This package calculates longitudinal steepness of linear features such as roads and rivers, based on two main inputs: vector linestring geometries and raster digital elevation model (DEM) datasets.

Installation

Install the development version from GitHub with:

# install.packages("remotes")
remotes::install_github("itsleeds/slopes")

Usage

Load the package in the usual way:

We will also load the sf library:

library(sf)
#> Linking to GEOS 3.9.0, GDAL 3.2.1, PROJ 7.2.1

The minimum data requirements for using the package are elevation points, either as a vector, a matrix or as a digital elevation model (DEM) encoded as a raster dataset. Typically you will also have a geographic object representing the roads or similar features. These two types of input data are represented in the code output and plot below.
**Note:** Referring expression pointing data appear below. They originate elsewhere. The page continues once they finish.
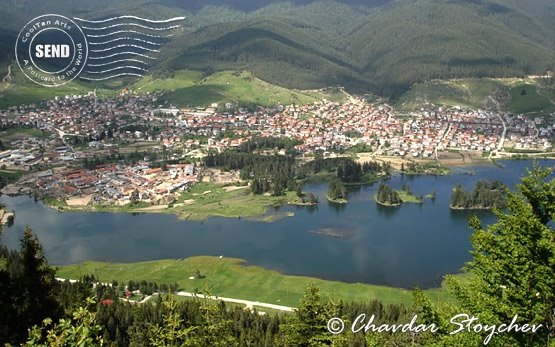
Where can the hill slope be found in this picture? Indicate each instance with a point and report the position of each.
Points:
(378, 46)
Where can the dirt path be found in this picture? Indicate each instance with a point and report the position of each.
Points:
(8, 77)
(249, 304)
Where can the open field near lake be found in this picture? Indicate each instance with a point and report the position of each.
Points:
(202, 201)
(193, 89)
(235, 279)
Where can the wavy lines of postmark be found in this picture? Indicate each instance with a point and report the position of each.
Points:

# A raster dataset included in the package:
class(dem_lisbon_raster) # digital elevation model
#> [1] "RasterLayer"
#> attr(,"package")
#> [1] "raster"
summary(raster::values(dem_lisbon_raster)) # heights range from 0 to ~100m
#>    Min. 1st Qu.  Median    Mean 3rd Qu.    Max.    NA's 
#>   0.000   8.598  30.233  33.733  55.691  97.906    4241
raster::plot(dem_lisbon_raster)

# A vector dataset included in the package:
class(lisbon_road_segments)
#> [1] "sf"         "tbl_df"     "tbl"        "data.frame"
plot(sf::st_geometry(lisbon_road_segments), add = TRUE)
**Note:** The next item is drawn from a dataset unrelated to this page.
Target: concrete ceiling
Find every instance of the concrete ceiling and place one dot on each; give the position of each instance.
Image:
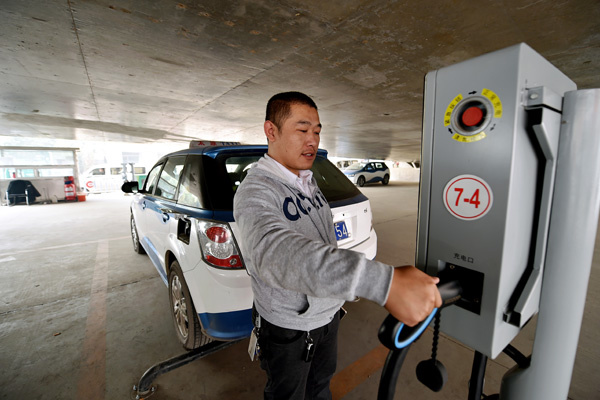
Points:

Calculate the average gradient of each road segment as follows:

lisbon_road_segments$slope = slope_raster(lisbon_road_segments, dem = dem_lisbon_raster)
summary(lisbon_road_segments$slope)
#>    Min. 1st Qu.  Median    Mean 3rd Qu.    Max. 
#> 0.00000 0.01246 0.03534 0.05462 0.08251 0.27583

This created a new column, slope that represents the average, distance weighted slope associated with each road segment. The units represent the percentage incline, that is the change in elevation divided by distance. The summary of the result tells us that the average gradient of slopes in the example data is just over 5%. This result is equivalent to that returned by ESRI’s Slope_3d() in the 3D Analyst extension, with a correlation between the ArcMap implementation and our implementation of more than 0.95 on our test dataset (we find higher correlations on larger datasets):

cor(
  lisbon_road_segments$slope,    # slopes calculates by the slopes package
  lisbon_road_segments$Avg_Slope # slopes calculated by ArcMap's 3D Analyst extension
)
#> [1] 0.9770436

We can now visualise the slopes calculated by the slopes package as follows:

raster::plot(dem_lisbon_raster)
plot(lisbon_road_segments["slope"], add = TRUE, lwd = 5)
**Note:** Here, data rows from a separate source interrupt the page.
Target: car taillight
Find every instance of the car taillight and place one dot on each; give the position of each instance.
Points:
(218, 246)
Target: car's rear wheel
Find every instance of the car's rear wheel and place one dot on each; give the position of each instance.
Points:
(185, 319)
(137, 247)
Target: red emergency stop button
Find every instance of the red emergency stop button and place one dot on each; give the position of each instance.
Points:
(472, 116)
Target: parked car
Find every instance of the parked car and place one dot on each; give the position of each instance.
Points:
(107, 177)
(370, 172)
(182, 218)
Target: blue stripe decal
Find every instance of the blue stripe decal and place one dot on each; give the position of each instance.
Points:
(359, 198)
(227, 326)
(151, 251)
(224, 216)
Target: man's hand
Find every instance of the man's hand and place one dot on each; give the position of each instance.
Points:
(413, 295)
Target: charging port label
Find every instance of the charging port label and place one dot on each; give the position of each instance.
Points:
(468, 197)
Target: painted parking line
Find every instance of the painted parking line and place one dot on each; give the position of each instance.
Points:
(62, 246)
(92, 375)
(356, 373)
# mapview::mapview(lisbon_road_segments["slope"], map.types = "Esri.WorldStreetMap")

Imagine that we want to go from Santa Catarina to the East of the map to the Castelo de Sao Jorge to the West of the map:

library(tmap)
tmap_mode("view")
#> tmap mode set to interactive viewing
qtm(lisbon_route)

We can convert the lisbon_route object into a 3d linestring object as follows:

lisbon_route_3d = slope_3d(lisbon_route, dem_lisbon_raster)

We can now visualise the elevation profile of the route as follows:

plot_slope(lisbon_route_3d)

If you do not have a raster dataset representing elevations, you can automatically download them as follows.

lisbon_route_3d_auto = slope_3d(lisbon_route)
#> Preparing to download: 12 tiles at zoom = 15 from 
#> https://api.mapbox.com/v4/mapbox.terrain-rgb/
plot_slope(lisbon_route_3d_auto)